Next, there is the matter of earmarks. These special interest items are often slipped into bills at the last hour when not even C-SPAN is watching. In 2005 alone, the number of earmarks grew to over 13,000 and totaled nearly $18 billion. Even worse, over 90 percent of earmarks never make it to the floor of the House and Senate they are dropped into Committee reports that are not even part of the bill that arrives on my desk. You did not vote them into law. I did not sign them into law. Yet they are treated as if they have the force of law. The time has come to end this practice. So let us work together to reform the budget process ... expose every earmark to the light of day and to a vote in Congress and cut the number and cost of earmarks at least in half by the end of this session.
If Congress doesn't vote earmarks into law, and if the President doesn't sign earmarks into law why do they have the force of law?
The cynic in me is growing stronger as I think that this President, who I want to love as much as I loathed the last one, has vetoed only one bill. The IRS isn't practicing when it takes $18 billion in taxes to fund this. And the Congress critters who take these bribes only half-heartedly applauded this when the President brought it up. Does the devil make them do it? If the President is serious why didn't he publicly call for the Line Item Veto? The democrats can't hate him any more than they already do. What's the cost? Or is he not serious and this is just a throw away line to dupe rubes like me?
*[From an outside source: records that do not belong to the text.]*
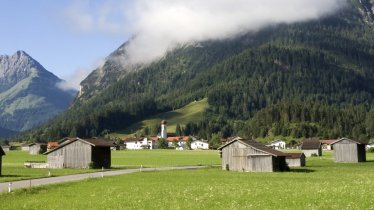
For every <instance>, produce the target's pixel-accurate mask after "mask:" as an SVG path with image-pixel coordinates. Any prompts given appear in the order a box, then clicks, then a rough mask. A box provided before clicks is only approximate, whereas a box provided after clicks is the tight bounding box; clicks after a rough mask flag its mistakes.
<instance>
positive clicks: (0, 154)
mask: <svg viewBox="0 0 374 210" xmlns="http://www.w3.org/2000/svg"><path fill="white" fill-rule="evenodd" d="M4 155H5V152H4V150H3V148H2V147H1V146H0V176H1V169H2V162H3V156H4Z"/></svg>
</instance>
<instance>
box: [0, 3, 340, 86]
mask: <svg viewBox="0 0 374 210" xmlns="http://www.w3.org/2000/svg"><path fill="white" fill-rule="evenodd" d="M345 2H346V0H281V1H280V0H63V1H51V0H32V1H30V0H0V21H1V33H0V54H1V55H12V54H14V53H15V52H16V51H17V50H24V51H26V52H27V53H28V54H29V55H31V56H32V57H33V58H34V59H36V60H37V61H39V62H40V63H41V64H42V65H43V66H44V67H45V68H46V69H47V70H49V71H51V72H53V73H54V74H56V75H57V76H59V77H60V78H62V79H65V80H66V81H67V85H66V86H67V87H73V88H78V85H79V83H80V81H81V80H83V79H84V78H85V77H86V76H87V75H88V74H89V73H90V72H91V71H92V70H94V69H95V68H96V67H98V66H100V65H102V63H103V61H104V59H105V57H106V56H108V55H109V54H110V53H111V52H113V51H114V50H115V49H117V48H118V47H119V46H120V45H121V44H123V43H124V42H125V41H127V40H128V39H129V38H130V37H131V42H130V45H129V46H128V47H127V49H126V50H127V52H128V57H127V58H126V59H127V60H126V62H129V63H149V62H152V61H154V60H156V59H159V58H161V57H162V56H163V55H164V54H165V52H167V51H169V50H172V49H173V48H174V47H176V46H178V45H179V44H185V43H191V42H200V41H205V40H219V39H227V38H231V37H234V36H237V35H239V34H242V33H246V32H249V31H252V32H253V31H254V32H256V31H258V30H261V29H262V28H264V27H267V26H269V25H276V24H279V23H286V24H290V23H295V22H302V21H308V20H312V19H317V18H320V17H323V16H326V15H329V14H332V13H333V12H335V11H336V10H338V9H339V8H341V7H343V6H344V5H345Z"/></svg>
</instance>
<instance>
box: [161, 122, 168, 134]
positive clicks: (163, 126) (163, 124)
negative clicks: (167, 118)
mask: <svg viewBox="0 0 374 210" xmlns="http://www.w3.org/2000/svg"><path fill="white" fill-rule="evenodd" d="M161 138H163V139H167V138H168V133H167V130H166V120H162V121H161Z"/></svg>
Why bring it up? The 2005 earmarks he referenced happened under Republican control of the House and Senate and the Dems largely ran their campaign on it and were able to regain control largely because of it. If earmarks are bad why only cut them by half?
HELP! Please explain the strategery in this one to me.
Regards,
TS
President Bush HAS repeatedly asked for a line item veto in the past. He's never been given one and perhaps he felt that tonight's speech was neither the time nor the place to ask for it, yet again.
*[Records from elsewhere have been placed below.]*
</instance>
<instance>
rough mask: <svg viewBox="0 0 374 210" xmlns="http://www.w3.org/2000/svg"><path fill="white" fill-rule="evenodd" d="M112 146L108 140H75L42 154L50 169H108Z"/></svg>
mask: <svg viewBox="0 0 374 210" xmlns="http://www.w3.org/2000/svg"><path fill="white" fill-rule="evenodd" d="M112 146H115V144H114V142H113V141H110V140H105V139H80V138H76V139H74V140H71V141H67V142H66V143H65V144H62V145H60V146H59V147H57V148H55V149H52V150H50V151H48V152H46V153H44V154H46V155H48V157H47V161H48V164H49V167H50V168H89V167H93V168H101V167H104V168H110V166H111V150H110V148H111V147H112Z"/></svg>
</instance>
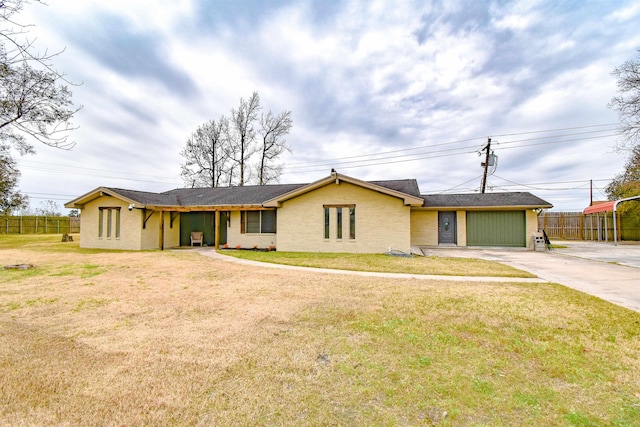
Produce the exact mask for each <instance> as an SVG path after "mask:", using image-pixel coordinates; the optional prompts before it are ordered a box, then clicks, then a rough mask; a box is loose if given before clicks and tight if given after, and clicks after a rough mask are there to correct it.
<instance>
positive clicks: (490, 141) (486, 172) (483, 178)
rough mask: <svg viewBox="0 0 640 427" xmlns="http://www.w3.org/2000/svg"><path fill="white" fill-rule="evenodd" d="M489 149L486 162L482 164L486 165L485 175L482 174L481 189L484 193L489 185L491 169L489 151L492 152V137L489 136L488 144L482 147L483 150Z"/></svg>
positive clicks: (481, 190)
mask: <svg viewBox="0 0 640 427" xmlns="http://www.w3.org/2000/svg"><path fill="white" fill-rule="evenodd" d="M484 150H486V151H487V156H486V157H485V159H484V163H481V164H480V166H484V175H483V176H482V186H481V189H480V192H481V193H484V190H485V188H486V187H487V171H488V170H489V153H491V138H488V141H487V146H486V147H484V148H483V149H482V151H484Z"/></svg>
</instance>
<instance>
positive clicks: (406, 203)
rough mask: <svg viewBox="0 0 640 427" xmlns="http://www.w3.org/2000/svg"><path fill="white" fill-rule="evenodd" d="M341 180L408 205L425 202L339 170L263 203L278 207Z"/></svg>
mask: <svg viewBox="0 0 640 427" xmlns="http://www.w3.org/2000/svg"><path fill="white" fill-rule="evenodd" d="M341 182H347V183H349V184H353V185H357V186H358V187H362V188H366V189H368V190H372V191H377V192H378V193H382V194H386V195H387V196H391V197H397V198H399V199H402V201H403V203H404V204H405V205H406V206H422V204H423V203H424V200H423V199H422V198H421V197H416V196H412V195H411V194H407V193H403V192H400V191H396V190H392V189H390V188H386V187H383V186H380V185H376V184H372V183H370V182H366V181H361V180H359V179H356V178H352V177H350V176H347V175H342V174H339V173H337V172H333V173H331V175H329V176H328V177H326V178H323V179H320V180H318V181H315V182H312V183H311V184H307V185H304V186H302V187H300V188H297V189H295V190H293V191H289V192H288V193H285V194H282V195H280V196H278V197H274V198H273V199H270V200H267V201H265V202H264V203H263V206H265V207H272V208H277V207H280V206H282V203H283V202H285V201H287V200H290V199H293V198H295V197H298V196H301V195H303V194H305V193H308V192H310V191H313V190H316V189H318V188H320V187H324V186H326V185H329V184H340V183H341Z"/></svg>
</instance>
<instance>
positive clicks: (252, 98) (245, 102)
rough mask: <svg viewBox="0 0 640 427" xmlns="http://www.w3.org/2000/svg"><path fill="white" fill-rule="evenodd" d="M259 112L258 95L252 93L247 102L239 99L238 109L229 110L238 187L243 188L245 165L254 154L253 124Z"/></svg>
mask: <svg viewBox="0 0 640 427" xmlns="http://www.w3.org/2000/svg"><path fill="white" fill-rule="evenodd" d="M259 110H260V95H258V92H253V94H252V95H251V97H250V98H249V99H248V100H245V99H244V98H240V106H239V107H238V109H235V108H233V109H231V137H230V142H231V144H230V145H231V150H232V151H231V152H232V156H233V157H234V159H235V161H236V163H237V165H238V185H239V186H243V185H244V184H245V180H246V178H247V175H248V173H249V172H248V168H247V164H248V161H249V158H250V157H251V156H252V155H253V154H254V153H255V148H254V145H255V144H254V143H255V139H256V133H255V129H254V128H253V125H254V123H255V122H256V120H257V119H258V111H259Z"/></svg>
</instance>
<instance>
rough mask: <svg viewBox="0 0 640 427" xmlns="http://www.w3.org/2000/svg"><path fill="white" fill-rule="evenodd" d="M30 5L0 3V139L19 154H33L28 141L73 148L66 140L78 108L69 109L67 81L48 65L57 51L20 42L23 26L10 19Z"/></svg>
mask: <svg viewBox="0 0 640 427" xmlns="http://www.w3.org/2000/svg"><path fill="white" fill-rule="evenodd" d="M34 1H35V2H36V3H40V4H44V3H43V2H42V1H40V0H34ZM29 3H30V2H29V0H0V141H3V142H5V143H8V144H10V145H12V146H13V147H14V148H16V149H17V150H18V151H19V152H20V153H21V154H26V153H33V152H34V150H33V145H32V144H31V143H30V142H29V141H27V137H31V138H33V139H35V140H37V141H39V142H41V143H43V144H46V145H49V146H52V147H57V148H64V149H70V148H72V147H73V146H74V145H75V143H73V142H71V141H69V140H68V131H70V130H72V129H74V126H73V125H72V124H71V118H72V117H73V115H74V114H75V113H77V112H78V110H80V108H81V107H78V108H75V107H73V104H72V102H71V95H72V93H71V91H70V90H69V89H68V87H67V85H68V84H70V82H69V81H68V80H67V79H66V77H65V76H64V74H61V73H59V72H58V71H57V70H55V69H54V67H53V64H52V60H53V59H54V58H55V57H56V56H58V55H59V54H60V53H62V52H57V53H54V54H49V53H47V52H45V53H44V54H38V53H34V49H33V41H30V40H28V39H24V40H22V38H23V37H24V35H25V34H26V32H27V27H28V26H26V25H22V24H19V23H17V22H16V21H15V20H14V16H15V15H16V14H17V13H18V12H20V11H21V10H22V8H23V6H24V5H25V4H29Z"/></svg>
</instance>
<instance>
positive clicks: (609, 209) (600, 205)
mask: <svg viewBox="0 0 640 427" xmlns="http://www.w3.org/2000/svg"><path fill="white" fill-rule="evenodd" d="M636 199H640V196H632V197H627V198H624V199H620V200H610V201H608V202H603V203H598V204H595V205H591V206H589V207H587V208H585V209H584V211H583V213H584V214H585V215H589V214H594V213H598V212H613V244H614V245H616V246H617V245H618V229H617V224H616V211H617V210H618V205H619V204H620V203H622V202H628V201H629V200H636Z"/></svg>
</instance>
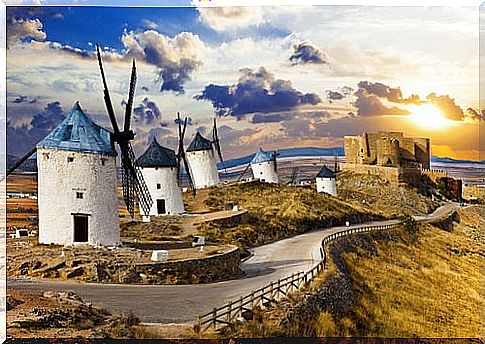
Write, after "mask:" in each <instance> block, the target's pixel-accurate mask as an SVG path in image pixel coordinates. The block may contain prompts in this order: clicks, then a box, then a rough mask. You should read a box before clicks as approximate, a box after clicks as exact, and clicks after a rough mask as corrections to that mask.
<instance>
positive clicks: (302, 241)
mask: <svg viewBox="0 0 485 344" xmlns="http://www.w3.org/2000/svg"><path fill="white" fill-rule="evenodd" d="M458 207H459V206H458V205H457V204H455V203H450V204H447V205H445V206H443V207H441V208H438V209H437V210H436V211H435V212H434V213H432V214H430V215H426V216H419V217H416V218H417V219H419V220H432V219H436V218H439V217H440V216H442V215H444V214H446V213H448V212H450V211H451V210H453V209H456V208H458ZM394 223H397V220H389V221H381V222H368V223H364V224H359V225H355V226H350V227H332V228H327V229H321V230H316V231H312V232H308V233H305V234H301V235H298V236H295V237H292V238H288V239H284V240H280V241H277V242H275V243H272V244H268V245H264V246H260V247H257V248H255V249H253V250H252V252H253V256H252V257H251V258H250V259H248V260H247V261H245V262H244V263H242V264H241V268H242V269H243V270H244V272H245V273H246V276H245V277H244V278H240V279H237V280H231V281H224V282H218V283H212V284H202V285H200V284H199V285H119V284H94V283H92V284H91V283H78V282H57V281H39V280H24V279H10V278H9V280H8V288H15V289H19V290H24V291H45V290H55V291H62V290H73V291H75V292H76V293H78V294H79V295H80V296H81V297H82V298H83V299H85V300H87V301H91V302H92V303H93V304H95V305H97V306H101V307H103V308H106V309H108V310H110V311H123V312H127V311H132V312H133V313H134V314H135V315H137V316H138V317H140V319H141V320H142V321H143V322H148V323H193V322H194V321H195V319H196V317H197V315H199V314H203V313H206V312H209V311H210V310H211V309H212V308H214V307H219V306H222V305H223V304H224V303H226V302H227V301H229V300H235V299H237V298H239V297H240V296H242V295H245V294H248V293H250V292H251V291H252V290H255V289H258V288H260V287H263V286H264V285H266V284H268V283H270V282H271V281H275V280H278V279H279V278H283V277H286V276H288V275H291V274H292V273H294V272H298V271H304V270H308V269H310V268H311V267H313V265H314V264H315V263H316V262H317V261H318V260H319V259H321V257H320V252H319V247H320V243H321V240H322V239H323V238H324V237H325V236H327V235H330V234H333V233H336V232H338V231H341V230H344V229H348V228H351V227H355V228H357V227H364V226H369V225H385V224H394Z"/></svg>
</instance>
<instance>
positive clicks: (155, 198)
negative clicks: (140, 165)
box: [140, 167, 184, 216]
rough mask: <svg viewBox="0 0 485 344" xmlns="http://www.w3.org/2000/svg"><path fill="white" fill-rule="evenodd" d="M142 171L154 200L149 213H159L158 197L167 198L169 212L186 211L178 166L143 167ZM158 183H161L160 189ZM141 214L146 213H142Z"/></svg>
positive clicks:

The Dems ran most of their '06 campaigns on "CORRUPTION", neglecting, of course, to allow a mention of their collective own to ever be raised. You know WHO cares about earmarks, don't you? WE DO! The general public is far more interested in hearing about mostly falsified, lurid tales of homosexual sex, that never happened and/or being beaten over the head with the word MACACA, which nobody had ever heard of before.
Your questions are apt, but I notice you're not getting much of a response. Maybe it's because the answers are self-evident, and they're too painful for Republicans to think about.
By the way, the Republican candidate for Congress in my district, running for an open seat, won by campaigning vigorously against earmarks. Fortunately, he has a long legislative record that gives a man great confidence in his fortitude in voting against such crimes against the taxpayer now that he's on the Hill.
As long as we can keep electing folks like him, maybe there's hope yet. In the final analysis, that's the only answer to our dilemma.
Again, thanks for a good post.
This was the first I've heard of it. I was under the impression that earmarks were inserted into appropriations bills at the last minute, thereby denying the opportunity for debate. I've never heard that they're not voted into law.